Results¶
Benchmark runs return a BenchmarkResult. It contains row-level evaluation
results, metric scores, suite metadata, backend name, and execution metadata.
Execution Extras¶
Operational fields live in BenchmarkResult.extras and are included in text and
JSON reports:
| Field | Meaning |
|---|---|
batch_size |
Configured batch size |
max_concurrency |
Configured maximum parallel backend batches |
n_input_records |
Total records evaluated |
n_api_batches |
Number of planned API batches |
elapsed_seconds |
Total wall-clock runtime |
records_per_second |
Throughput |
input_tokens |
Total input tokens when available |
output_tokens |
Total output tokens when available |
token_total |
Total token usage when available |
prompt_capture |
Where full prompt text is stored in full JSON |
prompt_data_policy |
Whether patient data are included or redacted from captured prompts |
prompt_modes |
Prompt invocation modes observed, such as single or batch |
n_prompts_captured |
Number of result rows with prompt text |
prompt_templates_count |
Number of unique redacted prompt templates used |
prompt_templates |
Deduplicated redacted prompt templates used in the run |
Example:
result = Benchmark(suite, backend, batch_size=8, max_concurrency=2).run()
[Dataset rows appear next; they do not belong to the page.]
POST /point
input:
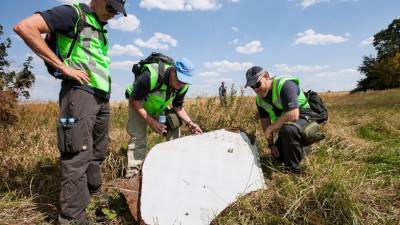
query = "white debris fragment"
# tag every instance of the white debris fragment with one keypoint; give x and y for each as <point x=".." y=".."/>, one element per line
<point x="189" y="181"/>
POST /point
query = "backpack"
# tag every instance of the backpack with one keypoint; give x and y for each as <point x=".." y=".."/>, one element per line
<point x="154" y="57"/>
<point x="51" y="41"/>
<point x="320" y="112"/>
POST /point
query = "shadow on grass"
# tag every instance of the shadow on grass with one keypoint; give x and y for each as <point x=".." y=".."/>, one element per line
<point x="40" y="183"/>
print(result.extras["elapsed_seconds"])
print(result.extras["token_total"])
print(result.extras["prompt_templates"][0]["prompt"])
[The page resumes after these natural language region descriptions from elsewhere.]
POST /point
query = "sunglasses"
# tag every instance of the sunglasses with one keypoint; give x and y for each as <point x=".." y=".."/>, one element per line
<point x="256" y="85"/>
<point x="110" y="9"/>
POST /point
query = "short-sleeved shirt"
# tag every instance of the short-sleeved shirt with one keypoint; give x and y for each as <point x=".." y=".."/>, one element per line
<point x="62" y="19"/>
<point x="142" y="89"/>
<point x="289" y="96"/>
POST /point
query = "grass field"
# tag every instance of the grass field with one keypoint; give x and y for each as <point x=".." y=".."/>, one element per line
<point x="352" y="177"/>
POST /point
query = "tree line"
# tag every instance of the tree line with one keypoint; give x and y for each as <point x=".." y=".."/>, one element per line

Full JSON includes row-level prompt, prompt_mode, and raw_response fields
so prompt design and provider response quality can be audited together. prompt
redacts patient data and preserves the reusable instructions/output format.
Aggregate JSON also includes deduplicated templates in extras.prompt_templates.
Result Container¶
BenchmarkResult
dataclass
¶
All artefacts produced by Benchmark.run().
to_dict ¶
to_dict(*, include_results: bool = True) -> dict[str, Any]
Return a JSON-safe dictionary representation of the run.
include_results=False keeps only suite metadata and aggregate
scores, which is useful for compact logs.
metrics_to_dict ¶
metrics_to_dict() -> dict[str, Any]
Return only the JSON-safe aggregate metric scores.
to_json ¶
to_json(
*,
include_results: bool = True,
indent: int | None = 2,
sort_keys: bool = True,
) -> str
Return a strict JSON string for the benchmark run.
metrics_to_json ¶
metrics_to_json(
*, indent: int | None = 2, sort_keys: bool = True
) -> str
Return strict JSON containing only aggregate metric scores.
Report Formatters¶
report ¶
krisis/results/report.py
Human-readable summaries of BenchmarkResult.
format_report ¶
format_report(run: BenchmarkResult) -> str
Return a compact multi-line text summary suitable for logs or papers.
format_json_report ¶
format_json_report(
run: BenchmarkResult, *, include_results: bool = True
) -> str
Return a strict JSON summary of a benchmark run.
format_metrics_json_report ¶
format_metrics_json_report(run: BenchmarkResult) -> str
Return strict JSON containing only aggregate metric scores.